How do I look?
The image-above-all mentality is part of a lamentable trend “Freedom Watch” has long identified as “the corporatization of higher education.” Increasingly, university presidents operate more like CEOs than academic leaders: they emphasize the bottom line, large endowments, U.S. News and World Report rankings, and highly visible campus construction (and donor-naming) projects, while they neglect or marginalize academic excellence, intellectual inquiry, academic freedom, and students’ rights.
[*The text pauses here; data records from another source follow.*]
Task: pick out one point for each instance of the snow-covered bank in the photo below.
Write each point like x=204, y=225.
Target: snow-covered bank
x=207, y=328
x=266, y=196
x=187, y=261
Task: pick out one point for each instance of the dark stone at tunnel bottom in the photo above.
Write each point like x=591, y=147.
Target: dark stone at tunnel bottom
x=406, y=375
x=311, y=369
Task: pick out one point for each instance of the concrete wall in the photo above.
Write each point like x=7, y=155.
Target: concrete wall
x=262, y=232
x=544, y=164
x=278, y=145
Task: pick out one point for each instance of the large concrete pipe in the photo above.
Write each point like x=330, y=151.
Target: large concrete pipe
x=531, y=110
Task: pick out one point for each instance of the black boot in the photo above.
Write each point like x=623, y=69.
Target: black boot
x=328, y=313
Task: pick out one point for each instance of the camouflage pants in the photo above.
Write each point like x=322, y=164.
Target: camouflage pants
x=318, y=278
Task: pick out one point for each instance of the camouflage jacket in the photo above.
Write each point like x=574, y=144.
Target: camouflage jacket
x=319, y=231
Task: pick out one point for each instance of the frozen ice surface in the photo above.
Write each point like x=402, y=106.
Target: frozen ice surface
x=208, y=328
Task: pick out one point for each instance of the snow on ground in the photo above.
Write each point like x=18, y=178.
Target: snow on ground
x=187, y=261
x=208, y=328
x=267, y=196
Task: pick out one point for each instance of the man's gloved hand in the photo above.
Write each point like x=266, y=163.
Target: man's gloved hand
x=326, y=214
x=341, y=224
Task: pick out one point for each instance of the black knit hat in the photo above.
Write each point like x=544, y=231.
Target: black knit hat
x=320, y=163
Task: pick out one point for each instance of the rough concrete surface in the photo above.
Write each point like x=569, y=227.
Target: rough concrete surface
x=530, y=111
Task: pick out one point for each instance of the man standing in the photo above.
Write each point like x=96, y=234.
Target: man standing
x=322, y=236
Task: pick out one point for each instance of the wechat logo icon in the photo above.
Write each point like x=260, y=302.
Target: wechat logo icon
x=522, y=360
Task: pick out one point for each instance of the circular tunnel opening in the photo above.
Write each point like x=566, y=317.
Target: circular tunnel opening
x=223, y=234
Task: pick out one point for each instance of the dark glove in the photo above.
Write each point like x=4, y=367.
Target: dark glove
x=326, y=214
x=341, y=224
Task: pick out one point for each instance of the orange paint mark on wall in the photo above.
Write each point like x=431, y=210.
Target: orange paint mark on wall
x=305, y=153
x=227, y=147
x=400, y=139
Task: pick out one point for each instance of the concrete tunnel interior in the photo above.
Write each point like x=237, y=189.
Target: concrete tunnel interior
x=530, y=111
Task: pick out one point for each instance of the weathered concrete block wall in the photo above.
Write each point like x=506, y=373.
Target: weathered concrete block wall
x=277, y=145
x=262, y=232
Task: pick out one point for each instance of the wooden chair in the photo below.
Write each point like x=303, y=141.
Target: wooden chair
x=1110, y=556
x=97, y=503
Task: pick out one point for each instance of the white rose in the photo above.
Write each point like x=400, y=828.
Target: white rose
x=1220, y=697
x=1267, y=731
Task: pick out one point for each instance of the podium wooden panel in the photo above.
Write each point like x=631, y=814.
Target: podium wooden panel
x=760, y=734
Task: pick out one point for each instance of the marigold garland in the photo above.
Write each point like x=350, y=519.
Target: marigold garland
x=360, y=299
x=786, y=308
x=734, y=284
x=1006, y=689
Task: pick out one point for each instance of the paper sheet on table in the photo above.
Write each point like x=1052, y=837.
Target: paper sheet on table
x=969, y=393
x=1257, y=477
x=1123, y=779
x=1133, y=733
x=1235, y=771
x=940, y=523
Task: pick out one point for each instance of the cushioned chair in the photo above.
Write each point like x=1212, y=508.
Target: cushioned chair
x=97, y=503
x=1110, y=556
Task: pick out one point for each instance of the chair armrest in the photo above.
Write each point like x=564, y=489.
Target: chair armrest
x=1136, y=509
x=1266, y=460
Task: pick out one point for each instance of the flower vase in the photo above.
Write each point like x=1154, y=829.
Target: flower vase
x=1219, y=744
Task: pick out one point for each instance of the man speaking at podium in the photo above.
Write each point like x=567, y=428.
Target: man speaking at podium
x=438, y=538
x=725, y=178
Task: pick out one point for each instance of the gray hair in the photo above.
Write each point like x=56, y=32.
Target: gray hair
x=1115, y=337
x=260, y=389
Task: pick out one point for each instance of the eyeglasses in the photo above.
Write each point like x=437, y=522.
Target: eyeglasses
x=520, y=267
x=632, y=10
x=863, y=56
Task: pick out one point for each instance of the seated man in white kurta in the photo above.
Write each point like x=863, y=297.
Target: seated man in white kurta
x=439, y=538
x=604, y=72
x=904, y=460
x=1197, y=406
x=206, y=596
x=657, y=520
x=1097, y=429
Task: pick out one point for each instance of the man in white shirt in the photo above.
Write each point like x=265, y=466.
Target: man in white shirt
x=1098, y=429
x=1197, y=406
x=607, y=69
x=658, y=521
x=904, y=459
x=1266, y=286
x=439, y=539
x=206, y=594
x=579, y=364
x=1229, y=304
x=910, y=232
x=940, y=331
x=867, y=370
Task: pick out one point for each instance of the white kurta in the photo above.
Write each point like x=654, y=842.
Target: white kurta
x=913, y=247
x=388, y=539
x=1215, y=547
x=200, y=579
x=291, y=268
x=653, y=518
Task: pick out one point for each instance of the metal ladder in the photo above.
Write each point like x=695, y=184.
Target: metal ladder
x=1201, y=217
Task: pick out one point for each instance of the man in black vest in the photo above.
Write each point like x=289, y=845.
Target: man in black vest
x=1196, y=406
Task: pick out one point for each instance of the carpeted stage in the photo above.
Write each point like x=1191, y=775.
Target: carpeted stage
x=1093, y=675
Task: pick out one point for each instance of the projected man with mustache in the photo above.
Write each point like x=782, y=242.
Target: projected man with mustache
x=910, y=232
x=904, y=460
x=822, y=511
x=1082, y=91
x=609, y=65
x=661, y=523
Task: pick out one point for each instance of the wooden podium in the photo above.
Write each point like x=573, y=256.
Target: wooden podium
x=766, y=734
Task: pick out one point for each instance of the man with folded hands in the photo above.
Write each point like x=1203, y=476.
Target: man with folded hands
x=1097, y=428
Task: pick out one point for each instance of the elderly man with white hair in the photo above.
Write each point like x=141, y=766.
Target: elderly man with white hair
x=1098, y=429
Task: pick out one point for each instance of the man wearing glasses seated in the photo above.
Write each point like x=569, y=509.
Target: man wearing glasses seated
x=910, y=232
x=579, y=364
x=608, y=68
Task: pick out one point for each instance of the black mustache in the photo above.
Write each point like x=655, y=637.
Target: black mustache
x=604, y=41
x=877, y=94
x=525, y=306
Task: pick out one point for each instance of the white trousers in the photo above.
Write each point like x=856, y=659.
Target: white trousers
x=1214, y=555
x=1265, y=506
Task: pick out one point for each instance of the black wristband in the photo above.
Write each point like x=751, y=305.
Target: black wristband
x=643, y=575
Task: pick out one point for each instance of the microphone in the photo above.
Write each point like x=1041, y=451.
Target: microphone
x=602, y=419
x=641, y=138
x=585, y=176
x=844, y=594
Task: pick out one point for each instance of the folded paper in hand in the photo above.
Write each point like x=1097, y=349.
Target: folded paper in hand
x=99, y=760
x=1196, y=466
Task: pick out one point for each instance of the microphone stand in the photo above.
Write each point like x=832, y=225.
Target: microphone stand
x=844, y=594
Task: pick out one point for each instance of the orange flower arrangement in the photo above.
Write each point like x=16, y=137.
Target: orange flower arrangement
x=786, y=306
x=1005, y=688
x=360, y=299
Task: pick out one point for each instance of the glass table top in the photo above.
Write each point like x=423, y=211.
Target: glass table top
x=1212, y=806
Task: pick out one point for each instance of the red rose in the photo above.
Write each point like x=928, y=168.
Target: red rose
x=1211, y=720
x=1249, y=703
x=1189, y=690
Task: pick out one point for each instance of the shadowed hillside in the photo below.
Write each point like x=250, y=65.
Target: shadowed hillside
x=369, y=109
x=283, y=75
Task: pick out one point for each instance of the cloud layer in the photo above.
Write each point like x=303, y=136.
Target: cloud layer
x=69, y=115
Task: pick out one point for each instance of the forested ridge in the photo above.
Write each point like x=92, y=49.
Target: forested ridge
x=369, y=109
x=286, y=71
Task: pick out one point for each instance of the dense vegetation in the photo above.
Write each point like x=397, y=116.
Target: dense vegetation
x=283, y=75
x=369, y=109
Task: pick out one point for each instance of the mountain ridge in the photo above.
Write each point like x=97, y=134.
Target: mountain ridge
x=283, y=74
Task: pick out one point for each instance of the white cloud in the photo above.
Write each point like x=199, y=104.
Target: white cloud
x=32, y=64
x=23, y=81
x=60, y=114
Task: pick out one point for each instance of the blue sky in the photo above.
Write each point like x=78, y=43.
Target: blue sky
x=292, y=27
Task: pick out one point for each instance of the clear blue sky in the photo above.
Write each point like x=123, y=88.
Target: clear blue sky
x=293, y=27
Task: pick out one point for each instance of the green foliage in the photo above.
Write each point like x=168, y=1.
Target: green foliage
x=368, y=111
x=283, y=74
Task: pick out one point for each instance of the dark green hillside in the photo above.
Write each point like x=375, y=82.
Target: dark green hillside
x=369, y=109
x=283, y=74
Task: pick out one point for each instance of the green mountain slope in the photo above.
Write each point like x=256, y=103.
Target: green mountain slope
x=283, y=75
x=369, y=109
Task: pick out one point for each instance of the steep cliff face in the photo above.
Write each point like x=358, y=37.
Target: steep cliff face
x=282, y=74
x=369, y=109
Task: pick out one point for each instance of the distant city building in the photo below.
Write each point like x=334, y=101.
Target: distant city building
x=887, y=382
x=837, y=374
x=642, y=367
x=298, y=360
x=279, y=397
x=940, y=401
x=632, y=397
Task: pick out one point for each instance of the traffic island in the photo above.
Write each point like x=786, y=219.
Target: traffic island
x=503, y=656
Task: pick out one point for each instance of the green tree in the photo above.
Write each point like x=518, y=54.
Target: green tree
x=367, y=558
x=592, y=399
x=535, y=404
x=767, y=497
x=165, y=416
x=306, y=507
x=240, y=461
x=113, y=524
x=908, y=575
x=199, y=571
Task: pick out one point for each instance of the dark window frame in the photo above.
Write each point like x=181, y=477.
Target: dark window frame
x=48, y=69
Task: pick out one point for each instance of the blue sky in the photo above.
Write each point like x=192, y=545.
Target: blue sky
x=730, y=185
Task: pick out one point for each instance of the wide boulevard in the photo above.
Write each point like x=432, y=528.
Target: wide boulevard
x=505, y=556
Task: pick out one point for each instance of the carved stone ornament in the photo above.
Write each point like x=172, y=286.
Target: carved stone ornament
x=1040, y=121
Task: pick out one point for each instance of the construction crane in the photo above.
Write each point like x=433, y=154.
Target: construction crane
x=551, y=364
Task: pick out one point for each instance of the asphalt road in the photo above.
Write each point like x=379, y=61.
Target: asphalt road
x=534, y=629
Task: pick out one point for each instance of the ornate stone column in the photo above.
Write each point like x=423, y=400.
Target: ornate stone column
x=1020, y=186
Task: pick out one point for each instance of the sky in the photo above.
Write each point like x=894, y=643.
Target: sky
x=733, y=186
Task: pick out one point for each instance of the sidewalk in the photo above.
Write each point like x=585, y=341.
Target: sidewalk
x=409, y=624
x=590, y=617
Recent experiences with my own alma maters, Princeton and Harvard Law School, offer good examples of how the Ivies are sacrificing openness and frankness to the Almighty Image, especially when it comes to hiding some very un-academic steps taken by administrators. In the spring of 2005, Princeton associate dean of students Hilary Herbold punished editors of the Nassau Weekly, a student literary magazine, for publishing a satirical article that parodied the Holocaust. I wrote to Dean Herbold to complain, since parody is clearly protected by free-speech and academic-freedom doctrines. The dean assured me that while students at Princeton “are free to express their opinions,” racial or ethnic “slurs” fell out of bounds.
Because the dean appeared not to understand the role of parody in free discourse, I wrote a protest letter to the Princeton Alumni Weekly. They sent a reporter to tape record an interview with me about free speech and academic freedom. When the Q&A-style interview appeared on May 11, 2005, it quoted much of what I said about a variety of colleges and universities that were engaged in censorship. But not a word of my criticism of Dean Herbold’s censoring the Nassau Weekly had survived the editor’s red pen. My complaint about censorship had itself been censored!
Harvard Law School has betrayed a similar attitude. For many decades, the law-school community has been blessed with an independent, student-edited newspaper, the Harvard Law Record. It covers, in occasionally discomforting detail, the controversies that regularly engulf that school — notably, whether frank speech and parodies on matters of race, gender, and sexual orientation should be censored. The Record was widely distributed among law-school alumni, mailed free to all members of the Harvard Law School Alumni Association as a benefit of membership.
With little fanfare, the administration persuaded the alumni association to pull distribution of the Record and substitute a long-standing official law-school publication, the Harvard Law School Bulletin. Earlier this year, I complained to the new law-school dean, Elena Kagan, about this action taken under her predecessor, Robert Clark. Although a highly regarded free-speech advocate both on and off campus (a welcome change from her predecessor), Kagan defended this switch. Acknowledging that the Bulletin would cast the law school in a more flattering light, Kagan pointed out that the independent Record is still available to alumni who bother to access it online, while admitting that the law school was — properly, in her view — now getting its own message out.
The Harvard Law School’s latest attempt to control communications with alumni recalls an incident about which I wrote a 1996 op-ed column in the Wall Street Journal. In that piece, I criticized the law school’s then-newly-enacted “Sexual Harassment Guidelines,” a censorship code adopted in the wake of a highly distasteful, but fully protected (by academic freedom) parody of a Harvard Law Review article about feminist scholarship. A member of the then-dean’s office was overheard complaining that he would not mind if Silverglate were to publish an article in some academic journal, but not in a newspaper widely read by wealthy donors. Harvard Law School cannot, of course, control the Wall Street Journal. But the university has now stepped up control over other publications that reach its alumni.